My suggestion does not imply sacrificing parallel processing. The idea is that when the main thread finishes before the background thread, you keep it busy and don't let it leave without its friend. Of course, you need to consider power consumption, so your version with sleep is much better than my simplified example.

tonygo commented 3 years ago

Thank you for ally your help. Initially I was concerned that an example from the Pico Makers caused error messages - not a good sign. I wonder if you know of a simple tutorial which illustrates Locking? I want to be able to use global variables but do not want a clash between cores going for the same variable at the same time.

lurch commented 3 years ago

I wonder if you know of a simple tutorial which illustrates Locking? I want to be able to use global variables but do not want a clash between cores going for the same variable at the same time.

https://micropython.org/ says "multithreading via the "_thread" module, with an optional global-interpreter-lock (still work in progress, only available on selected ports)" so I think for more detailed info you'll have to ask on the MicroPython forum.

tonygo commented 3 years ago

Thanks - I did not know this topic was so close to 'the cutting-edge'.

aivarannamaa commented 3 years ago

@tonygo, here I was asking the advice for joining threads: https://forum.micropython.org/viewtopic.php?f=2&t=9705&p=54275

There seems to be locking implemented for Pico (_thread.allocate_lock), but I don't see an elegant way to use it for joining threads (unless you are assuming that the background thread is able to get the lock before the main thread finishes, which may be the case for all practical purposes, but doesn't feel correct).
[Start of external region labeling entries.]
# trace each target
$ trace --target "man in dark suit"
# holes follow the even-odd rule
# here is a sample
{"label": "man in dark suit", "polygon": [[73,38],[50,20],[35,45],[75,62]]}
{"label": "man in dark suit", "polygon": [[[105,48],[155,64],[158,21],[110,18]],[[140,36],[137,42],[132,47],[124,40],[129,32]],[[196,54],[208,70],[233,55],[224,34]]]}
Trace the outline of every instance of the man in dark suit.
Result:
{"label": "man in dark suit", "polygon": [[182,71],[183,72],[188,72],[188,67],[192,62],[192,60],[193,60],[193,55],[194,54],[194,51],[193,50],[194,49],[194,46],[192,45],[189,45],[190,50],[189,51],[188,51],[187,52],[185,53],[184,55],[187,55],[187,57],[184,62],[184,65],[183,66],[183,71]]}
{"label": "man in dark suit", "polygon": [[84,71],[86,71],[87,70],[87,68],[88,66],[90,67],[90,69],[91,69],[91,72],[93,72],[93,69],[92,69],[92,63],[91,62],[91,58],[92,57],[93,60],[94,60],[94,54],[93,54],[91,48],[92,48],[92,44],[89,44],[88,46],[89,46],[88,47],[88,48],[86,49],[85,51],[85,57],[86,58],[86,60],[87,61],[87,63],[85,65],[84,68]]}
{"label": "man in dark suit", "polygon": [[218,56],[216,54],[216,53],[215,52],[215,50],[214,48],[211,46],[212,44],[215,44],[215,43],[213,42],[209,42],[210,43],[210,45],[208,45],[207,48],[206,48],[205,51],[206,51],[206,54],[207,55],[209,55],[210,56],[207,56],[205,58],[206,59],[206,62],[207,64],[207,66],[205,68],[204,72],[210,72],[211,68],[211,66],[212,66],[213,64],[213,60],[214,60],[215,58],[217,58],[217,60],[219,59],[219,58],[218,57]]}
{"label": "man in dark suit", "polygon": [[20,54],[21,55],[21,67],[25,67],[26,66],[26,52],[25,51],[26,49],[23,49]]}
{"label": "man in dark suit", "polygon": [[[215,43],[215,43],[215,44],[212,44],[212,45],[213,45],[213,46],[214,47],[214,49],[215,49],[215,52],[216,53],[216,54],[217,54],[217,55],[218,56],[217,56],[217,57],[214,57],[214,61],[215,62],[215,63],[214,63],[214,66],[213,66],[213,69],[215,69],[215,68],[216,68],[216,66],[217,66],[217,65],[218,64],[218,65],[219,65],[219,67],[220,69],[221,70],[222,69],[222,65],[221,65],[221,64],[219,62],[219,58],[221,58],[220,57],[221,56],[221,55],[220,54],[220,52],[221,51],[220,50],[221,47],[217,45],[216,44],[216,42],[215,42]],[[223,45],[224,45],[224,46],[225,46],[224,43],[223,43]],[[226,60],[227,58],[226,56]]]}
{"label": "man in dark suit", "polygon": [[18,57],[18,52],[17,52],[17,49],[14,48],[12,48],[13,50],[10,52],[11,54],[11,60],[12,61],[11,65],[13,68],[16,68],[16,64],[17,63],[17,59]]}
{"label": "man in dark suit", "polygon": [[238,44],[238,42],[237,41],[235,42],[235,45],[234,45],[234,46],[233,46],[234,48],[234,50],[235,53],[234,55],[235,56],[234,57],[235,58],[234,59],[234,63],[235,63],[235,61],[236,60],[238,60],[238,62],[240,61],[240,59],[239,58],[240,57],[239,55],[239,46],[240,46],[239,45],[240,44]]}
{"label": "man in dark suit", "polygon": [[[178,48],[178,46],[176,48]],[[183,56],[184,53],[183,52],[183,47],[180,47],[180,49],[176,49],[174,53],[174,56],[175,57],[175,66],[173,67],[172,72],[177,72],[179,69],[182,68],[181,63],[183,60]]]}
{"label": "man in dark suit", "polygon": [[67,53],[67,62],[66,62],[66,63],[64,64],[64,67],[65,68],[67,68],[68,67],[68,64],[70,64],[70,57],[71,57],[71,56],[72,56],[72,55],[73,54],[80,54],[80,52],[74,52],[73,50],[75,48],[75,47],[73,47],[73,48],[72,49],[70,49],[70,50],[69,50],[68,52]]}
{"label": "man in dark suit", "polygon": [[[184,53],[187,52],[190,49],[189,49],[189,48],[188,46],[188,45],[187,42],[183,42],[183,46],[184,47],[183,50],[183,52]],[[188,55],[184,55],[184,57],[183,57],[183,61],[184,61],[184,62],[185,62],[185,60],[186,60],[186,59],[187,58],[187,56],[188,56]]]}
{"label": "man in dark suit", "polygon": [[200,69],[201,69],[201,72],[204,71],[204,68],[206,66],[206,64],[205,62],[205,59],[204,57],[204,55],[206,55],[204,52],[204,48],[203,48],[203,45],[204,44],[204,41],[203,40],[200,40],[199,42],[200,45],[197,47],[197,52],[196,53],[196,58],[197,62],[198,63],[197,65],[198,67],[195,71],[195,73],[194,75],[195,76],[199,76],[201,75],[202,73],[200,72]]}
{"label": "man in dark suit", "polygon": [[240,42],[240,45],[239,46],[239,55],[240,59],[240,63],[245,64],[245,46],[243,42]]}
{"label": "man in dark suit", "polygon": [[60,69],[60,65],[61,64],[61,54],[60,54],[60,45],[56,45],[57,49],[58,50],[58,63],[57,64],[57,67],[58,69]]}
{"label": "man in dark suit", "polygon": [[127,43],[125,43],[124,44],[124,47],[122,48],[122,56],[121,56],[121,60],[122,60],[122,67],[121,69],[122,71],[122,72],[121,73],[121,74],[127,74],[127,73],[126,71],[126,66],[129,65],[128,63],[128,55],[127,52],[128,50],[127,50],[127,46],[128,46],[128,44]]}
jbeale1 commented 3 years ago

The Raspberry Pi "Getting Started" documentation indicates that MicroPython on the Pico is used through Thonny. This gave me to understand that it was the officially suggested method of running MicroPython on the Pico. https://projects.raspberrypi.org/en/projects/getting-started-with-the-pico/2

There is only one provided multicore example on the Raspberrypi Pico Micropython site: https://github.com/raspberrypi/pico-micropython-examples/blob/master/multicore/multicore.py and this generates page-fulls of errors when run via Thonny. It seems to me better to substitute an example which does work from Thonny and without generating errors.

The thread example shown below is simple, easily understood, and also does not generate any errors when run via Thonny, but it does generate an error later when stopped from Thonny. https://www.raspberrypi.org/forums/viewtopic.php?f=146&t=308150&sid=fedebc306fed95f9a029f744f37a2133#p1843844

This longer thread example does not generate any errors at all. It finishes and returns control to the Python REPL. https://www.raspberrypi.org/forums/viewtopic.php?f=146&t=301156&p=1843910#p1843910

aallan commented 3 years ago

The RP2040 MicroPython port has now been merged upstream to the main MicroPython repo, see micropython/micropython#6791, and while we're happy to support the MicroPython team with anything they need, I'd encourage you to open an issue on the MicroPython repo to ask for more example code and documentation to support the RP2040 port.